I hold her stare until she shakes her head and looks back out the window.

We sit in silence for at least five minutes; the time straining between us. Finally, I attempt to make peace for a third time or maybe the fourth at this point. “What are you working on for your thesis right now?”

Emily brightens a bit at this. She is a true academic, and she’s likely to go on to her Ph.D. next. She never passes up an opportunity to talk about her work and she doesn’t disappoint now.

“Well, remember before you left, and I was working with the local school systems to survey kids regarding their interest in and access to counseling and psychological services?”

“Vaguely.” Now, less than enthused.

“Well, the responses were pretty wild, especially when I compared them to the same survey to their parents, regarding how they felt about mental health care when they were their children’s ages.”

“What is your plan with all of this research?”

“Really?” Emily folds her arms across her chest. “I’ve only explained my goals like six billion times, Cal.”

“I mean, I know you want to get this degree so you can go on to the next one, and then you want to teach at the college level.”

“But the research is important. I’m trying to correlate the changing attitude toward mental health care to the too-slow growth of the counseling and psychological services industry.”

“And how will that help anyone? I mean, it’s not like you’re going to take your Ph.D. in social work and then go help people with it. You’re going to study it, write a paper, and then go teach people about something you’ve never once done in practice. It’s weird.”

“Cal,” she says, her jaw tense with warning, “you don’t need to say every little thing that pops into your head.”

“What? We’re talking about your studies. I’m just trying to understand. What is the point of all of this?”

“See? This is why I hang around with people like Nick, who understand what this work is all about and why it’s important.”

“Nick again. Nick’s a real hero, I suppose.”

“Don’t be an ass.”

“I’m the ass? Emily, you keep talking about this guy like he’s a god or something. I’m starting to feel like maybe I should be worried. What’s going on between you and this guy?”

“Nothing’s going on,” she snaps. “He’s in my cohort. We share similar research interests. I find him interesting.”

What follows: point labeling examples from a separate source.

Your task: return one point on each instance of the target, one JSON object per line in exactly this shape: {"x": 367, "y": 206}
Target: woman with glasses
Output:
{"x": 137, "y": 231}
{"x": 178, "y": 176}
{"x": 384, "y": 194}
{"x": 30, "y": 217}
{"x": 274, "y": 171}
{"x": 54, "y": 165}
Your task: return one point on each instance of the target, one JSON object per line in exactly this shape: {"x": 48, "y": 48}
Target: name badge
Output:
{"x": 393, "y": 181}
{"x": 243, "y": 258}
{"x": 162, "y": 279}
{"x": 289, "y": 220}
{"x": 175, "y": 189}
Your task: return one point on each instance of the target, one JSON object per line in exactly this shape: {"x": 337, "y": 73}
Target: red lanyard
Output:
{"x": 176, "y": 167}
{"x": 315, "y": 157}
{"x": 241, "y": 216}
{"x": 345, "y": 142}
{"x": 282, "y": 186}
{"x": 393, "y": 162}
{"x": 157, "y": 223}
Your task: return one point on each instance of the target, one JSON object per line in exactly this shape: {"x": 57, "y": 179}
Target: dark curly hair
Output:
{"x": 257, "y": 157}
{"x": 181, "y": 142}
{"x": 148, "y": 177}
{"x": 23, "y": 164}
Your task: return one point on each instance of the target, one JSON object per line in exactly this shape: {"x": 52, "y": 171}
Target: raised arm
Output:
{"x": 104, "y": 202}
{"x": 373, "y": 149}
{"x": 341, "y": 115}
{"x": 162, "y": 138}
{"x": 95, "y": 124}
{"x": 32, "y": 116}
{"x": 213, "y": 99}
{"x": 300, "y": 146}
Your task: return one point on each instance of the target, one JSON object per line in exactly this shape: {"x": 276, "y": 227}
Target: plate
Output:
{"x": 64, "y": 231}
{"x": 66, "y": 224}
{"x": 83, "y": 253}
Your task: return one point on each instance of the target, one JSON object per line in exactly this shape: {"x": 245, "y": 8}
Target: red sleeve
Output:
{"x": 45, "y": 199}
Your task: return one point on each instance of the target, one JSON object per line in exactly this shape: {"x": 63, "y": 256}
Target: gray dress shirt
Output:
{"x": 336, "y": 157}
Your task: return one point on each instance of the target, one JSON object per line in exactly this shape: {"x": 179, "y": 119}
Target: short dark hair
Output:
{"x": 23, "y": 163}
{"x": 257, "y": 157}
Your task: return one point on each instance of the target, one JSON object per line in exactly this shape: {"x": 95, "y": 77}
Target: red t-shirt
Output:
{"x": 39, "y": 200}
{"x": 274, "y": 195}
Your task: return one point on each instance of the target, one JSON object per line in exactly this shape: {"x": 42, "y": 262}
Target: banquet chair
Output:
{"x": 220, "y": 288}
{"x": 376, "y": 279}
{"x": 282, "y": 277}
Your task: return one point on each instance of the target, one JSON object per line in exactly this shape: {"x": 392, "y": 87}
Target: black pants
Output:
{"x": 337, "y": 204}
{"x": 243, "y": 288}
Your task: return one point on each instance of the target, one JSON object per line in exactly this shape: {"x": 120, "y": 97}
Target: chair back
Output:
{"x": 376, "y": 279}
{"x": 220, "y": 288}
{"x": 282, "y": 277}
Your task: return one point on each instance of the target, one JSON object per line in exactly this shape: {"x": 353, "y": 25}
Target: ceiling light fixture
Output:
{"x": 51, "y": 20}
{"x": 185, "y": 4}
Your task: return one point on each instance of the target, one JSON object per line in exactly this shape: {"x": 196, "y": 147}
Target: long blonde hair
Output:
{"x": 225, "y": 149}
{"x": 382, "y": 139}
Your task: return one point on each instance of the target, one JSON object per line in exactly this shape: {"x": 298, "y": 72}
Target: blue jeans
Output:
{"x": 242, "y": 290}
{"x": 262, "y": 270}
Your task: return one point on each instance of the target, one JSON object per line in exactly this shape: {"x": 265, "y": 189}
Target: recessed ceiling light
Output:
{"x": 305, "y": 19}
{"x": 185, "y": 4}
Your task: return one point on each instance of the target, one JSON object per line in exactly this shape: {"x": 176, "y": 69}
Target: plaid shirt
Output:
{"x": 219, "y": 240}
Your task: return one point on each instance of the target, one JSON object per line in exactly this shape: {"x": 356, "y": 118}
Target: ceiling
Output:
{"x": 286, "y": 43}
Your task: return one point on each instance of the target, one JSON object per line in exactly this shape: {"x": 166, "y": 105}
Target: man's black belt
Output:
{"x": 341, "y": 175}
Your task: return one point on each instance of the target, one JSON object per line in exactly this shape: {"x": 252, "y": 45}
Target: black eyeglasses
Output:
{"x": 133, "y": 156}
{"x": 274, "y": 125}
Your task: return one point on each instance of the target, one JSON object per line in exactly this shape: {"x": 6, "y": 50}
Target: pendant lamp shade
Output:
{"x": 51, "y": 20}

“More interesting than your boyfriend, the professional hockey player who flew you in for the weekend because he misses you?”

“You miss your routine more than you miss me,” Emily says.

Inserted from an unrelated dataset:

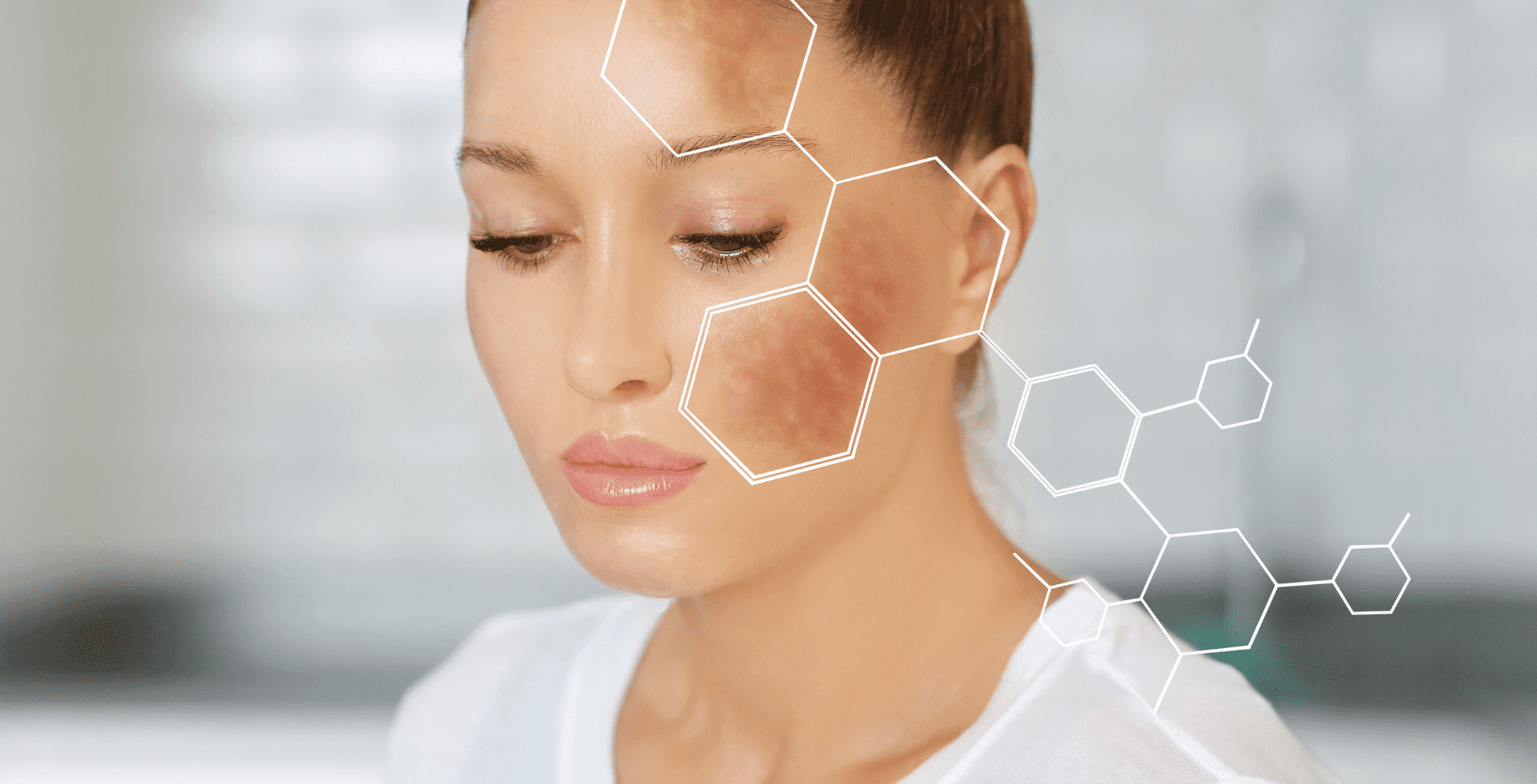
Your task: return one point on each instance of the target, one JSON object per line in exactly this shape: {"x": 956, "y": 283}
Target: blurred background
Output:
{"x": 252, "y": 483}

“No, I miss you.” How many times do I have to fuckin’ say it! “I’m the one calling you all the time, not the other way around.”

“To complain and tell me how much you hate Las Vegas.”

“You’re my partner, Emily. You’re the person I’m supposed to be able to talk to about these things.”

“And yet, you never allow me the same opportunity. You can’t even tell me what my career goals are, even though it’s tantamount to every important thing in my life right now.”

“Well, it sounds like this Nick guy is pretty high on that list right now, too. And I need you to focus on me and not some other guy, especially when I’ve just spent the money to bring you here.”